Je pars avec Serge, le siphon descend, la voûte s'abaisse, le sable se
soulève, l'eau se trouble. Je me retourne souvent pour voir si Serge
me suit bien. Soudain, à 30 mètres du départ je ne le vois
plus. Je pose le dévidoir et rentre à toutes palmes dans l'eau
complètement opaque. L'équipe de surface vient de le sortir de
l'eau. A 20 mètres, son détendeur ne lui a plus envoyé
que de l'eau. Encore la membrane...
Je replonge, avec Bernard cette fois. Au bout de 70 mètres et 20 mètres
de profondeur, le siphon devient trop étroit et turbide. Bernard est
derrière moi, je lui fais signe de faire demi-tour, Nous rentrons. Il
se retourne et avec une de ses palmes fait sauter mon embout. Très désagréable.
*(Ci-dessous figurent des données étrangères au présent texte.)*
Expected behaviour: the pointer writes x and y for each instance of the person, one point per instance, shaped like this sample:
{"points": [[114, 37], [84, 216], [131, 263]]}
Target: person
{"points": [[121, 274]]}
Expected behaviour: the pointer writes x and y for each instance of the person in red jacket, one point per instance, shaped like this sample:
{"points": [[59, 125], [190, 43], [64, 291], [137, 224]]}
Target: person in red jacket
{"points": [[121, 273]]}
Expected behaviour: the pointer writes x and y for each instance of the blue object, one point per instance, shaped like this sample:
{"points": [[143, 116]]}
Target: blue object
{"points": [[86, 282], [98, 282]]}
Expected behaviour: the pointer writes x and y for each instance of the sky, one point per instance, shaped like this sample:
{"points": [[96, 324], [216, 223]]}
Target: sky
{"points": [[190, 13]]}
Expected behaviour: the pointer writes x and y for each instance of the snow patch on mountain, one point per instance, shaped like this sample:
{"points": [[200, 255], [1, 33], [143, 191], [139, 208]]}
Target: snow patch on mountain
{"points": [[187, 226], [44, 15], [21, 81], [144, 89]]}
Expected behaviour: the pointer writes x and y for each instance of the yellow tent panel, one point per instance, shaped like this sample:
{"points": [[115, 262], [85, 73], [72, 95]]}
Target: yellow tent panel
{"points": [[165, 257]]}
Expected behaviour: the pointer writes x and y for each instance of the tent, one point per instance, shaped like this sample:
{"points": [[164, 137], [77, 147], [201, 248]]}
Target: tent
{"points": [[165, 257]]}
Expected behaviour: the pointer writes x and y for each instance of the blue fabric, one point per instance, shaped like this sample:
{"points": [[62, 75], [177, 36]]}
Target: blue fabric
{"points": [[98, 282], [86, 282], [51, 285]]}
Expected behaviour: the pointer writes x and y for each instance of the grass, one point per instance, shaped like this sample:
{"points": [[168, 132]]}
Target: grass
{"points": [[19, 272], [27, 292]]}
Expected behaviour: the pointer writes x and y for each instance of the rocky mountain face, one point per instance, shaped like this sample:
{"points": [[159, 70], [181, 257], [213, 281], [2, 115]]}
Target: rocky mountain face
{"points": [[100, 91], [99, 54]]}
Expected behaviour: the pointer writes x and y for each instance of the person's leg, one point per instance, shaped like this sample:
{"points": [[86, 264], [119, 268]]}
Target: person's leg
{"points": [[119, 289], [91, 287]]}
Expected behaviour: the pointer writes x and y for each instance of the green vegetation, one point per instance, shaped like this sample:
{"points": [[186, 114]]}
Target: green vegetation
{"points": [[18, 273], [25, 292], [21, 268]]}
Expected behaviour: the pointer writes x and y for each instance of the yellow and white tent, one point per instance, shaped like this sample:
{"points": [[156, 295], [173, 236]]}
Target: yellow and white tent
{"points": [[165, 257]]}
Je le cherche, il est passé derrière ma tête, je suis en
expiration. Enfin je le retrouve mais il est plein d'eau. Il faut la boire avant
d'avoir un peu d'air qui finalement arrive normalement. Inutile de dire que
je ne traîne plus ici. Bernard esten surface, il m'attend tranquillement,
il ne s'est aperçu de rien.
Conclusions.
1 . Il vaut mieux plonger seul car le compagnon mobilise votre attention au
détriment de votre propre sécurité.
2 . Il peut créer un incident du genre de celui qui vient de m 'arriver.
Août 57. Gourp de Féneyols (Tarn-et-Garonne)
Conclusions.
1 . Il se confirme qu'il faut 2 bouteilles et 2 détendeurs indépendants?
2 . Le bouchon d'embout laisse pénétrer l'eau dans les tuyaux,
les vider quand on est en panne sur l'autre appareil est un exercice périlleux
en plongée souterraine.
Août 57. Fontaine de Touriez (Tarn-et-Garonne)
Aujourd'hui, c'est ma lampe torche qui s'éteint. Heureusement, la lumière
du dévidoir et le fil d'Ariane me permettent de rentrer sans autre problème.
Conclusions
. Il faut avoir plusieurs sources d'éclairage.
Octobre 57. Siphon de Taï, St-Nazaire-en-Royans (Drôme)
Quarante mètres, siphon franchi. Je mousquetonne le dévidoir à
ma ceinture et je rentre. Mais il se décroche, tombe sur le fond et envoie
des signaux incohérents qui affolent les copains en surface.
Conclusions.
Il faut améliorer le contacteur pour qu'il ne puisse envoyer des signaux
tout seul (et ne pas le lâcher en route !).
Avril 61. Siphon de Fontgrand (Ardèche)
Il faut donc retrouver la galerie principale du siphon mais, mauvaise surprise, la cheminée d'accès n'est pas balayée par le courant, la glaise s'y est déposée et l'eau est complètement opaque. Après plusieurs tentatives, nous ne retrouvons pas le passage. Nos bouteilles se vident. Nous allons rester prisonniers de cette cheminée. Il n'est pas certain que nos collègues nous rejoignent. Alors il faut trouver la sortie. A tour de rôle, celui de derrière tient une des palmes de celui qui fouille devant. Ça y est ! Nous nous échappons de la cheminée et retrouvons l'eau claire du siphon principal. Les copains ne se sont doutés de rien, trouvant simplement notre plongée un peu longue.
Conclusions
Même si l'eau est claire, ne jamais plonger sans fil d'Ariane ou fil conducteur.
L'exploration des siphons ne fait certainement que commencer mais nous croyons
que les premières règles que nous avons découvertes à
nos risques et périls, mais avec combien de joie, resteront d'actualité.